# AAAS review notes

- AAAS encodes ALADIN, a WD-repeat nucleoporin mutated in triple-A syndrome. The original disease-gene reports describe ALADIN as a WD-repeat regulatory protein and link expression to neuroendocrine, gastrointestinal, and cerebral structures affected in disease [PMID:11062474 "The predicted product of AAAS, ALADIN (for alacrima-achalasia-adrenal insufficiency neurologic disorder), belongs to the WD-repeat family of regulatory proteins" ; PMID:11159947 "RNA blotting experiments revealed marked expression in neuroendocrine and gastrointestinal structures"].
- The core GO context is nuclear pore/nuclear envelope and regulation/support of nucleocytoplasmic transport. Disease-associated ALADIN variants fail to target NPCs, but patient cells did not show gross nuclear-envelope or NPC morphology defects, supporting a functional transport/regulatory interpretation rather than an NPC-structure-loss annotation [PMID:12730363 "A variety of disease-associated missense, nonsense, and frameshift mutations failed to localize to NPCs" ; PMID:12730363 "defects in NPC function, rather than structure, give rise to triple A syndrome"].
- NDC1 anchoring is a strong ALADIN-specific nuclear-envelope localization source: NDC1 depletion mislocalizes ALADIN, ALADIN depletion affects NDC1 at NPCs, and FRET supports direct association [PMID:19782045 "We identified NDC1 but not GP210 and POM121 as the main anchor of ALADIN within the NPC"].

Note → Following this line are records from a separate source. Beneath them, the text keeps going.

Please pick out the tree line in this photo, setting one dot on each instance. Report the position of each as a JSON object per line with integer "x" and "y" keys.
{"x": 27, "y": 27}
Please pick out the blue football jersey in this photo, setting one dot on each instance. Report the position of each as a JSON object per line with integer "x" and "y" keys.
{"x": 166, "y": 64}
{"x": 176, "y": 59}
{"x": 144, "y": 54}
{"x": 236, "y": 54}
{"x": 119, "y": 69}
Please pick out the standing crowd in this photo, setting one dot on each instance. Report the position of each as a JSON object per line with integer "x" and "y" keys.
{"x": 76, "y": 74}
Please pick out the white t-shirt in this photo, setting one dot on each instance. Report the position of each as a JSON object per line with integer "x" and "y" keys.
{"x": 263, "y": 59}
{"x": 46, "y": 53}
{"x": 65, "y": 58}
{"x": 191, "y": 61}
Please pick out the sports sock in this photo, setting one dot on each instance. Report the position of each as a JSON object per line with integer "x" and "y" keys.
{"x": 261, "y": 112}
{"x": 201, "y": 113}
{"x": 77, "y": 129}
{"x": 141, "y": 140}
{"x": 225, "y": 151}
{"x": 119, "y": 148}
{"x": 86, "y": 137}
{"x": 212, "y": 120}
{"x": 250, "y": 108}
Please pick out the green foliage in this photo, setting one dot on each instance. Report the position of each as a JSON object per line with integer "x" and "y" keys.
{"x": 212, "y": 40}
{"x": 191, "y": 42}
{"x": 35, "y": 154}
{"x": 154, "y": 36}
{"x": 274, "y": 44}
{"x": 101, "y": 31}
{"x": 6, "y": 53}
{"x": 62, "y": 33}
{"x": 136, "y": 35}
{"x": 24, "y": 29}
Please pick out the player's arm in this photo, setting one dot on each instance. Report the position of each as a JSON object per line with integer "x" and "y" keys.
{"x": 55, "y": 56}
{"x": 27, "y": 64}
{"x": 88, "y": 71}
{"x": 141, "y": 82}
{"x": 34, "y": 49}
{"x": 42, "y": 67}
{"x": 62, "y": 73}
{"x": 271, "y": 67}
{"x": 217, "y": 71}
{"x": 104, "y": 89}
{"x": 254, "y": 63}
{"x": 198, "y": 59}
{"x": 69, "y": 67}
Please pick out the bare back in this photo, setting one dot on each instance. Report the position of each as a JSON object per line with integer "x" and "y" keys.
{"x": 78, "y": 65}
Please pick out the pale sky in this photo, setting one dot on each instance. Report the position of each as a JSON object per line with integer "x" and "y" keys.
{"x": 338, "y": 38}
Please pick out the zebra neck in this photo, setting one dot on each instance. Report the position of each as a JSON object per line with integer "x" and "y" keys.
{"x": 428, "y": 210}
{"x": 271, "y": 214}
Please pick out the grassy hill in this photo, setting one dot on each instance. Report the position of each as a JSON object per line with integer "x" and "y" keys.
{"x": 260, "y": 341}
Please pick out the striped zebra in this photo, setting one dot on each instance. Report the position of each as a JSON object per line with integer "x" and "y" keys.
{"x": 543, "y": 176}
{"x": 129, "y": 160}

- The AURKA/spindle paper supports a second well-evidenced AAAS function in mitosis. I kept mitotic spindle/spindle pole and mitotic spindle assembly, while treating microtubule bundle formation as non-core because it is a less direct description of the phenotype than spindle assembly and Aurora A spatial regulation [PMID:26246606 "Without ALADIN, Aurora A spreads from centrosomes onto spindle microtubules" ; PMID:26246606 "slows spindle assembly and chromosome alignment"].
- The PGRMC2 interaction is documented but not retained as GO:0005515 protein binding. It is useful biological context for adrenal/steroidogenesis hypotheses, but the generic binding term does not describe AAAS molecular function [PMID:27754849 "co-IP analyses showed that PGRMC2 precipitated with ALADIN"].
- The Proteostasis PN projection lists AAAS under Nuclear proteostasis | Protein transport | Nuclear pore complex and proposes GO:0015031 protein transport as new to GOA. I did not add this as a NEW annotation because existing GOA already has the more informative GO:0006913 nucleocytoplasmic transport and GO:0046822 regulation of nucleocytoplasmic transport, and the PN candidate is a broad class-level projection rather than gene-level evidence for generic protein transport [file:projects/PROTEOSTASIS/reports/pn_projection/pn_projected_candidate_additions.tsv "AAAS		GO:0015031	protein transport"].
- Falcon deep research was run for AAAS and produced `AAAS-deep-research-falcon.md` plus an artifact table. The wrapper returned nonzero after reporting a Falcon timeout and failed fallback, but the Falcon report itself contains usable synthesis consistent with the primary-literature review: ALADIN is an NPC/nuclear-envelope scaffold with NDC1-dependent targeting and selective transport/regulatory effects rather than enzymatic activity [file:human/AAAS/AAAS-deep-research-falcon.md "Best-supported current interpretation: ALADIN is a **scaffold/selective transport regulator at the NPC**, not an enzyme or transporter with a defined small-molecule substrate."].